Après une décennie passée à travailler ses Materiologies et Texturologies au contact de la nature, à explorer les possibilités des matières organiques dans un rejet affirmé du réel, l’artiste fait volte-face. Comme il l’écrit en décembre 1961 à Peter Selz, conservateur au MoMA, il trouve dans cette rupture la réponse à un épuisement plastique : « A peindre la terre, le peintre tendait à devenir terre et cesser d’être homme – donc cesser d’être peintre. En réaction contre ce courant absentéiste mes peintures de cette dernière année mettent en œuvre en tout domaine une intervention très appuyée […] Les personnages y abondent et c’est cette fois leur parti qui est pris avec entrain » (Lettre à P. Selz, 21 décembre 1961). Pendant près de dix-huit mois, à partir de 1961, Dubuffet va croquer compulsivement le tourbillon urbain. Mais ce n’est que pour mieux le déformer, guidant le spectateur dans le songe d’une ville chamarrée aux lignes suaves qui font tanguer les murs du bâti haussmannien. S’il revient avec Paris Circus à la représentation, renouant avec ses premières Vues de Paris de 1943, ce n’est que pour mieux la tordre.

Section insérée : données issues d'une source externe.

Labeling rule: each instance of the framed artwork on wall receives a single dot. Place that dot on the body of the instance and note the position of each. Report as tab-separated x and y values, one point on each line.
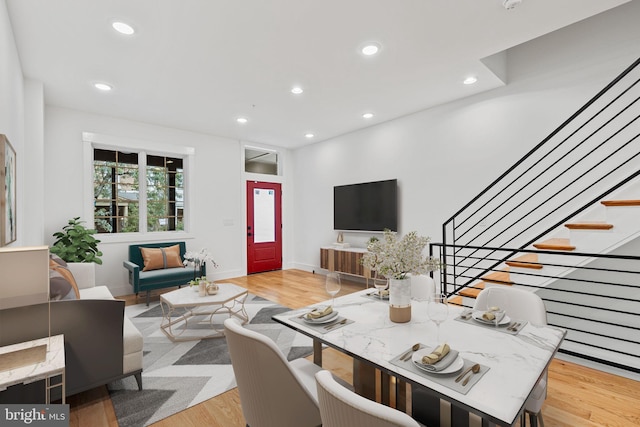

Davantage que la ville, Dubuffet veut transcrire une vision hallucinée de celle-ci : « Je veux que ma rue soit folle, que mes chaussées, boutiques et immeubles entrent dans une danse folle, et j’en déforme et dénature pour cela les contours et les couleurs » (Lettre à H. Damisch, 31 mai 1962). Il en est ainsi de sa gouache Blanchissage, Pharmacie : sur le papier couvert de rouge carmin, il a tracé au noir et bleu électrique les lignes instables d’une rue passante. Tout foisonne, la ville se liquéfie au contact du pinceau, en un all-over aplani : les personnages rieurs aux habits bigarrés et chapeaux haut-de-forme penchent leurs corps sur une chaussée suggérée par quelques hachures beiges ; derrière, les contours déliés des commerces, identifiés par leurs seuls noms, forment des alvéoles arrondies colorées de jaune, de blanc, de nuances de bleu ou de vert d’eau. Non sans humour, Dubuffet place aux côtés de ses magasins ordinaires, pharmacie et laverie, une « entrée », invitation à pénétrer dans l’effervescence de l’œuvre et dans les entrailles de la ville. Si les mots ancrent ce paysage rêvé dans son identité urbaine, ils participent également du jeu que l’artiste noue, dans la série, avec son public : « Par leur allure enfantine – tracés maladroits et fautes d’orthographe – ils enfièvrent la danse qui agite la ville » (in catalogue d’exposition, Paris, Centre Pompidou, Jean Dubuffet, septembre-décembre 2001, p. 229).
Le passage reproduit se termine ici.